Continuous latent variables and binary dependent variables

440 views
Skip to first unread message

Maya

unread,
Oct 11, 2015, 5:22:41 AM10/11/15
to lavaan

Hello,


I am new to using Lavaan and would like to double check a few small things about using Lavaan with a mix of continuous dependent latent variables and a binary dependent variable.


I have a SEM with 4 structural equations, 3 of them with a continuous latent dependent variable (let’s call them L1, L2, L3), and one with a binary dependent variable (H). The binary variable H is also a right hand side variable in the L2 and L3 equations.


L1 ~ L2 + …

L2 ~ L3 + H + …

L3 ~ H + …

H ~ x1 + x2 + x3 + …

 

1.       1. Is there any problem with the above specification where the binary variable H is both a right hand side variable in some equations and a dependent variable in another equation, or it is an OK specification? The model estimated fine.

 

2.       2. How can I specify in Lavaan that I want correlation/covariance parameters to be estimated between the error term in the structural equation of H and each of the error terms in the structural equations of L1, L2, and L3? Would I do this simply as follows?

H ~~ L1

H ~~ L2

H ~~ L3

 

3.       3. Are all error terms in the 4 equations above assumed to be normally distributed?

 

4.       4. In the equation of the H binary variable, would a positive parameter of a variable X mean that the larger X is, the more likely H is to be 1 than 0?

 

Thanks a lot.

Maya

 

yrosseel

unread,
Oct 12, 2015, 2:39:33 PM10/12/15
to lav...@googlegroups.com
On 10/11/2015 11:22 AM, Maya wrote:
> 1.1. Is there any problem with the above specification where the binary
> variable H is both a right hand side variable in some equations and a
> dependent variable in another equation, or it is an OK specification?

It is OK, as long as 'H' has been declared as 'ordered'.

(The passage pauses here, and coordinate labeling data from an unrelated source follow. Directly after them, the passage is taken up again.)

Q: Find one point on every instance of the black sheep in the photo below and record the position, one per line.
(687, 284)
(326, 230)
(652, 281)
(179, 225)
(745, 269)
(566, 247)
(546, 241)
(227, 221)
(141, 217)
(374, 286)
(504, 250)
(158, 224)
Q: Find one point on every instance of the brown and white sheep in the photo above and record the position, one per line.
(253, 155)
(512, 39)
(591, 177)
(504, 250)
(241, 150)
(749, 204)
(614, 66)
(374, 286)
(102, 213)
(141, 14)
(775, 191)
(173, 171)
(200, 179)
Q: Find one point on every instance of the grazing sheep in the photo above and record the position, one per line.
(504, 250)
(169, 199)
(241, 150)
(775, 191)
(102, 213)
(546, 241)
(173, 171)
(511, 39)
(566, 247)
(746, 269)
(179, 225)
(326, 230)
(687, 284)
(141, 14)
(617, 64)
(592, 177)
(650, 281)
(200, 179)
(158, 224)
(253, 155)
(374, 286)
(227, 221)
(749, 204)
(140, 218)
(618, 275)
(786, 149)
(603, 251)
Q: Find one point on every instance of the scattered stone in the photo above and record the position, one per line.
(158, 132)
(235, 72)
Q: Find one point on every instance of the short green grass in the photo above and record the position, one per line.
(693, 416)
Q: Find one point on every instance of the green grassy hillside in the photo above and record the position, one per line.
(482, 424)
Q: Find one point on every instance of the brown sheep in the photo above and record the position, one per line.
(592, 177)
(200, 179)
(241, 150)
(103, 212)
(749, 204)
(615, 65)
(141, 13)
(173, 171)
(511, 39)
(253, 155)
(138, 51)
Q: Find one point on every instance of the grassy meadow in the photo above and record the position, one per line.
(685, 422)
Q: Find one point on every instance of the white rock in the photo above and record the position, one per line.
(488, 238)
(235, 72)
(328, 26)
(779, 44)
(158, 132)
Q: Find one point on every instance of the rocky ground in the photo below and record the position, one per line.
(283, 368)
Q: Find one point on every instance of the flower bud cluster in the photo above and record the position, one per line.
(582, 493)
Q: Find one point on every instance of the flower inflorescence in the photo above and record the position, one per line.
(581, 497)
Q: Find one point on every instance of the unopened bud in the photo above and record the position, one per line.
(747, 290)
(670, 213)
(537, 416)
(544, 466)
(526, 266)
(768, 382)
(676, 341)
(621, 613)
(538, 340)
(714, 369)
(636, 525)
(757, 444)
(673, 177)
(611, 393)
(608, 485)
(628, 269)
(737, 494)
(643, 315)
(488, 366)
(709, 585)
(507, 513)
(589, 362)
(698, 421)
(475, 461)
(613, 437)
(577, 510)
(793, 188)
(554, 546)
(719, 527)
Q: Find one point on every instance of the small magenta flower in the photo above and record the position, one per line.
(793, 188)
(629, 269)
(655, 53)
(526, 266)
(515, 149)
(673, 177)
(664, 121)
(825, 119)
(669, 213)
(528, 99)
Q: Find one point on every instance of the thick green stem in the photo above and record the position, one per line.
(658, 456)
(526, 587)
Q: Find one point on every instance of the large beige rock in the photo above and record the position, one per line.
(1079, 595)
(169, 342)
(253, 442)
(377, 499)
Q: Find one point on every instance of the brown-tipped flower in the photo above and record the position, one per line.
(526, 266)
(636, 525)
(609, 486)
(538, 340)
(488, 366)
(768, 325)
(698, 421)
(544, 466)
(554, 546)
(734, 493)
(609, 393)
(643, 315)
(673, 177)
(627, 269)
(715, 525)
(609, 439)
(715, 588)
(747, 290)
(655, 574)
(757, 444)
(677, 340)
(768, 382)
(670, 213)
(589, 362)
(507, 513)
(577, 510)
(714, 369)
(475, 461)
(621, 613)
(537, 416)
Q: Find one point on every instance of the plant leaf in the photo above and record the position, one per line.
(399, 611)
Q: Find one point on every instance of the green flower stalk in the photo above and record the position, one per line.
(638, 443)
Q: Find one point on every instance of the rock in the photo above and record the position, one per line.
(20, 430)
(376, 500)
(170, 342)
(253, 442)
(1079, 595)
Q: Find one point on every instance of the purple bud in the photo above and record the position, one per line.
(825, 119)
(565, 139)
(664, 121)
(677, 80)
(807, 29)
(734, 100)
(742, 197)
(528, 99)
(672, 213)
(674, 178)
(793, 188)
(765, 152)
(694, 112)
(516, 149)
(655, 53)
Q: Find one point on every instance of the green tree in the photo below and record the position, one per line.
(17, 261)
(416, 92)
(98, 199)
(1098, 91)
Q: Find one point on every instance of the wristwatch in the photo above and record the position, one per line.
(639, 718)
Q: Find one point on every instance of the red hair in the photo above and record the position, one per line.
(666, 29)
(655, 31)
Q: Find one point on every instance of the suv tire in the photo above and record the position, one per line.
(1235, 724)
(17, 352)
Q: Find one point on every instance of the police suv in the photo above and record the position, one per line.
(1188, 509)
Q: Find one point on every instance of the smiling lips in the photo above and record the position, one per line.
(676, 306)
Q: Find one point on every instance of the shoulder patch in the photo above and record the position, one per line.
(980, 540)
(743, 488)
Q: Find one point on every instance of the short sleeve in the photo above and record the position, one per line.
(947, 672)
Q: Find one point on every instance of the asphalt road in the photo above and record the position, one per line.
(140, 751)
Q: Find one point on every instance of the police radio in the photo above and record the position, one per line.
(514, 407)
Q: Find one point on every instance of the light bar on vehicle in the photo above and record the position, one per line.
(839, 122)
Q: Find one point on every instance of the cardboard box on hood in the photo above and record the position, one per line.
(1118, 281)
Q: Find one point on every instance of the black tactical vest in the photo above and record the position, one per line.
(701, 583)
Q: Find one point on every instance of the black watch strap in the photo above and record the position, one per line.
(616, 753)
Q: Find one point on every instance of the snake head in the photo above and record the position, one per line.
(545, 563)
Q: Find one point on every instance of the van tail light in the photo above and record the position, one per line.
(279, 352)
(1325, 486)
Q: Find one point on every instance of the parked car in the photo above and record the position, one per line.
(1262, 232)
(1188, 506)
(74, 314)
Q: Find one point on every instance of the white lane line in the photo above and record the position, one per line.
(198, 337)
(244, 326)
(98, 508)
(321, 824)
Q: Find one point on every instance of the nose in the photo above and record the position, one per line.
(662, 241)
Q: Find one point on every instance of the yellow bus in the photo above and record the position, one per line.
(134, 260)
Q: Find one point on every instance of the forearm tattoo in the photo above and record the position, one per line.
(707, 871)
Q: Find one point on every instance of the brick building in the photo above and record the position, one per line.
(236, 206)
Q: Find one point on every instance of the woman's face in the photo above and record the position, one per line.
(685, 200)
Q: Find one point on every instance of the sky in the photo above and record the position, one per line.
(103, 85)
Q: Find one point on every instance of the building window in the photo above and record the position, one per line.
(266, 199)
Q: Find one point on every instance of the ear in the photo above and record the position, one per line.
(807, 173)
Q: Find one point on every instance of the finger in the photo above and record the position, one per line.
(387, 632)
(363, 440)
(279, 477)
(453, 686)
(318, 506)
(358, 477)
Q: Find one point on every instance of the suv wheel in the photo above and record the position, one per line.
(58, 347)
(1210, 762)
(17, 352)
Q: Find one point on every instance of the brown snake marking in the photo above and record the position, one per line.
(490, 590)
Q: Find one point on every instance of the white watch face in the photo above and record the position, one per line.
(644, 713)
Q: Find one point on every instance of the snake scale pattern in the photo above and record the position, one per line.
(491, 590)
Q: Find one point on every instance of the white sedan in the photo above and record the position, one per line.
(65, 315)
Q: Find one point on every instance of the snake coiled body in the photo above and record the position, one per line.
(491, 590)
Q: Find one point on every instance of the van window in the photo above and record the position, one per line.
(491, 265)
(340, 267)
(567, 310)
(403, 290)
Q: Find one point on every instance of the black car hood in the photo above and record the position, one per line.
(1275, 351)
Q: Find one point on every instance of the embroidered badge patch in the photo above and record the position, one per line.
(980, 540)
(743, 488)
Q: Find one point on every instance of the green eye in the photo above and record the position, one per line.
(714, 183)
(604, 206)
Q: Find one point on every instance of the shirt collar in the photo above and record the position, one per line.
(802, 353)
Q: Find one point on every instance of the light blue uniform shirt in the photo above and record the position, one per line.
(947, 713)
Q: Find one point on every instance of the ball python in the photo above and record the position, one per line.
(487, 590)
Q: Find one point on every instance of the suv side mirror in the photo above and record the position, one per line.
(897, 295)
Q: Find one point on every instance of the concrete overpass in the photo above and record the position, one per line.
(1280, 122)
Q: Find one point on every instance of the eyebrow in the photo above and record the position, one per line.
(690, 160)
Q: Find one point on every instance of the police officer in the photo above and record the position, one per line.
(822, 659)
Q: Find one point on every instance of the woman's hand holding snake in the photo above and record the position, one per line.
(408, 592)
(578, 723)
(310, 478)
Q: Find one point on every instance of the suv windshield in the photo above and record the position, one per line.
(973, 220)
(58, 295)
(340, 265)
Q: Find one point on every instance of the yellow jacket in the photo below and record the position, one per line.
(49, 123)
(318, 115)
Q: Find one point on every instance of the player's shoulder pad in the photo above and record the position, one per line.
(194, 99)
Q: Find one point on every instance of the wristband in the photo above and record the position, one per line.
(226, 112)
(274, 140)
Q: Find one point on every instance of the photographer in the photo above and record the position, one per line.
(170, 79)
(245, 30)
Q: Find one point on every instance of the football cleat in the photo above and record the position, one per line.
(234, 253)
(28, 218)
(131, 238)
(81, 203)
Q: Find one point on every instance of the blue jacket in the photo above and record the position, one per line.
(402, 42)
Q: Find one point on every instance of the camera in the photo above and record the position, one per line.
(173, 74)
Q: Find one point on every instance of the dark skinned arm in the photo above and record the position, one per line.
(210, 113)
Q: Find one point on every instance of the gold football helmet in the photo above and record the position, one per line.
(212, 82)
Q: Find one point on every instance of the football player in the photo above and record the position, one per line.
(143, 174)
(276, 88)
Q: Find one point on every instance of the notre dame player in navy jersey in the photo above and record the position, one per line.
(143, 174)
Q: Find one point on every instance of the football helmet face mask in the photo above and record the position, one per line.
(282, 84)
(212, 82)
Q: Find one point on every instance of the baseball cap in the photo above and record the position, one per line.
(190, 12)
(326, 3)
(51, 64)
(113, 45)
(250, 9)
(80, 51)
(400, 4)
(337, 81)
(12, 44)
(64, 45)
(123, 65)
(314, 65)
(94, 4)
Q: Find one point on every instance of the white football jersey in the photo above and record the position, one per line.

> 2.2. How can I specify in Lavaan that I want correlation/covariance
> parameters to be estimated between the error term in the structural
> equation of H and each of the error terms in the structural equations of
> L1, L2, and L3? Would I do this simply as follows?
>
> H ~~ L1
> H ~~ L2
> H ~~ L3

Yes.

> 3.3. Are all error terms in the 4 equations above assumed to be normally
> distributed?

Yes for the first three. The fourth has a normally distributed error
term if you replace the binary variable 'H' by its underlying continuous
counterpart, H*

> 4.4. In the equation of the H binary variable, would a positive
> parameter of a variable X mean that the larger X is, the more likely H
> is to be 1 than 0?

Yes. Think of equation 4 as probit regression.

Yves.

Maya

unread,
Oct 13, 2015, 6:36:56 AM10/13/15
to lavaan
Dear Yves,

Thanks a lot for your response.
I just want to make sure I correctly understood what you said about H and H*. So it is correct to write the model as I did (where H ~ X1 + X2 + X3 + ...), and this equivalently means that H* = X1 + X2 + X3 + ..., and the error term in the H* equation (which is not explicitly written in the syntax) would be normal. Right?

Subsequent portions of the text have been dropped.